If \(H_0\) is true, then the number of pairs where \(A_i < B_j\) should be close to \(n \times m / 2\).

\(n\) = 50
\(m\) = 50

So the expected value of \(U\) is \(50 \times 50 / 2 = 1250\).

But in our case, \(U\) = 2205.

We need to figure out if 2205 is a lot or a little.

U-distribution for case

Quantile: 955.925 - 1532.05

\(U\) = 2205 is in the tail of the distribution, which means that the null hypothesis is rejected.

But this will work only for this case. We need a more general approach.

Mann — Whitney U-test

\[ \begin{align} &U \overset{H_0}\rightarrow \mathcal{N}(\mathbb{E}U, \mathbb{D}U), \text{where}\\ &U = \sum_{i}^N\sum_{j}^M I[A_i < B_j],\\ &\mathbb{E} U = \dfrac{NM}{2},\\ &\mathbb{D}U = \dfrac{NM(N + M + 1)}{12} \end{align} \]

The minus of our current solution is that it takes a long time to run, specifically in quadratic time.

Speeding up the calculation: ranks

Idea on how to speed up the criterion: let’s organize all the elements in the graph below—the leftmost element — first, the next — second, etc. Let’s call these numbers ranks.

\(A = \color{#181485}{[1, 5, 8, 20]}\)

\(B = \color{#FFA500}{[2, 3, 6]}\)

\(A \& B = [\color{#181485}1, \color{#FFA500}2, \color{#FFA500}3, \color{#181485}5, \color{#FFA500}6, \color{#181485}8, \color{#181485}20]\)

\(R_j\) is the rank of \(B_j\) in the sample \((A_1,\ ...,\ A_N,\ B_1,\ ...,\ B_M)\).

\(V = R_1 +\ ...\ ...\ + R_M\).

Idea \(V\): the more biased one sample is relative to another, the greater/smaller the sum of ranks of one sample.

\[U = V - \dfrac{M (M + 1)}{2}\]

Algorithm of the Mann — Whitney U-test

Hypothesis to be tested: \(H_0: F=G,\ vs.\ H_1: F \neq G\).

The sample ranks \(A_1,\ ...\ A_N,\ B_1,\ ...\ B_M\) are calculated.
All ranks of sample \(B\) are saved: this is sample \(R\).
The sum of the ranks of sample \(B\) in the list \(A \& B\) is taken: \(V = R_1 +\ ...\ ...\ + R_M\).
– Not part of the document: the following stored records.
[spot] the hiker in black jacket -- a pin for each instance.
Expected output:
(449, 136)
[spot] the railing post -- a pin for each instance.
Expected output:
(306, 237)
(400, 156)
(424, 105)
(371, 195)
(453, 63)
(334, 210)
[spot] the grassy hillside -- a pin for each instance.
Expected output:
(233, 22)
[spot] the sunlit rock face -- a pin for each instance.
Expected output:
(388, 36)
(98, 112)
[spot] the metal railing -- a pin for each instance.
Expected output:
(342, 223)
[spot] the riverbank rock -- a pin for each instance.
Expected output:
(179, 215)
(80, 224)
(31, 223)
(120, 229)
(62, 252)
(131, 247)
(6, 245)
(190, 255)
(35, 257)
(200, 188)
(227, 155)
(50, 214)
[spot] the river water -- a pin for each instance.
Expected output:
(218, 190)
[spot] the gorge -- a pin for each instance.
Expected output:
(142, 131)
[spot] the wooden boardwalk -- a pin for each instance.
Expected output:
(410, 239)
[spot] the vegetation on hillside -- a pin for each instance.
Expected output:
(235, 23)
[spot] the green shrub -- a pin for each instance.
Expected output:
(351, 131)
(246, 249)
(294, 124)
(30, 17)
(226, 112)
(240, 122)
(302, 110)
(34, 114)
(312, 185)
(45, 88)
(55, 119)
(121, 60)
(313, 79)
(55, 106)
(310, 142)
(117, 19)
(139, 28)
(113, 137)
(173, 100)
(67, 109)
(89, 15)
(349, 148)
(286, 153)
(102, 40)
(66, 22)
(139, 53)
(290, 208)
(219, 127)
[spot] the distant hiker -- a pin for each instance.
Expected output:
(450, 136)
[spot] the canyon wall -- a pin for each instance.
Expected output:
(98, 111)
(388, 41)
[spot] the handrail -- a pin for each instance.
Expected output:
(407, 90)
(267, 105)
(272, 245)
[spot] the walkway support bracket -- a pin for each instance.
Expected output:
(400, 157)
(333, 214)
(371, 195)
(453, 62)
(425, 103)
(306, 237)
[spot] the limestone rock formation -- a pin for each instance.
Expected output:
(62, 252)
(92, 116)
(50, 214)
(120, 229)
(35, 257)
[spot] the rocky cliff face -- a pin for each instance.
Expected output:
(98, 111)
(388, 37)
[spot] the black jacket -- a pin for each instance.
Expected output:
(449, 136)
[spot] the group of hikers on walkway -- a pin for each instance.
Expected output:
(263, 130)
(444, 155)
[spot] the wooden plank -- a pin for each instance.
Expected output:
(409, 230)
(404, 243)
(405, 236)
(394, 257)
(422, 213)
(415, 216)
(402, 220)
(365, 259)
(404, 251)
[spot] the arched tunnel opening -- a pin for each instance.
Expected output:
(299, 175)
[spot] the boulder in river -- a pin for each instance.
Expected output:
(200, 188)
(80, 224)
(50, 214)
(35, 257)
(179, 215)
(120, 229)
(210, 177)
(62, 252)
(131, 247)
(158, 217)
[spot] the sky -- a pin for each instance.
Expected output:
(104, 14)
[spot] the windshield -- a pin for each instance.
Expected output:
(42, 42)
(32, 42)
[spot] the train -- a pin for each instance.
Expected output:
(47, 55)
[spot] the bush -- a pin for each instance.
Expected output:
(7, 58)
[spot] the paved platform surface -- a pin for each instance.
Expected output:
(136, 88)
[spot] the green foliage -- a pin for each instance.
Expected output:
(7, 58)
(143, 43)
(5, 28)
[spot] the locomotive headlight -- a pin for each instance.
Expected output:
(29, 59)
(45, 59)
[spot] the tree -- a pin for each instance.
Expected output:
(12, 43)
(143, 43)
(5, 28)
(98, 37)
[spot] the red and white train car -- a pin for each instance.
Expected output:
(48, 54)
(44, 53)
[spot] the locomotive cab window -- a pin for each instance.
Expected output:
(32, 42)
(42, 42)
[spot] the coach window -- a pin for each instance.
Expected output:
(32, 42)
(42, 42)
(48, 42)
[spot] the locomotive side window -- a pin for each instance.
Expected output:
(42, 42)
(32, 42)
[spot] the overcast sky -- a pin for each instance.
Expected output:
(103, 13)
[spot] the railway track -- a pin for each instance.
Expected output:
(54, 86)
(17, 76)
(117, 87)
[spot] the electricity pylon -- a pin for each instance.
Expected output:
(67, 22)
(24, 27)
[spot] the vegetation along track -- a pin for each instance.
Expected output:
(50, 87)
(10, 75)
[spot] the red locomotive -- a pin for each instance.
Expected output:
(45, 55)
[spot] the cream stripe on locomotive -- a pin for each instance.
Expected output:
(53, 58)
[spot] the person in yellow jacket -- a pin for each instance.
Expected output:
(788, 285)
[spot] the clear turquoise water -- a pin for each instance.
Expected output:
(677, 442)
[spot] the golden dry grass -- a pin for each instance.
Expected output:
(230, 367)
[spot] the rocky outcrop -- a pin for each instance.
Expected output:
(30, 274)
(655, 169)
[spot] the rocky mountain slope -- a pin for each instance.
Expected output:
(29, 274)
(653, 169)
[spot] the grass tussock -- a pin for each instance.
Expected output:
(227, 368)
The statistic \(U = V - \dfrac{M (M + 1)}{2}\) is calculated
The expected value and variance under \(H_0\), are calculated: \[ \begin{align} &\mathbb{E} U = \dfrac{NM}{2},\\ &\mathbb{D} U = \dfrac{NM(N + M + 1)}{12} \end{align} \]
\(U \overset{H_0}\rightarrow \mathcal{N}(\mathbb{E}U, \mathbb{D}U)\). Quantiles are calculated from this distribution.

It does not depend on noise in the data!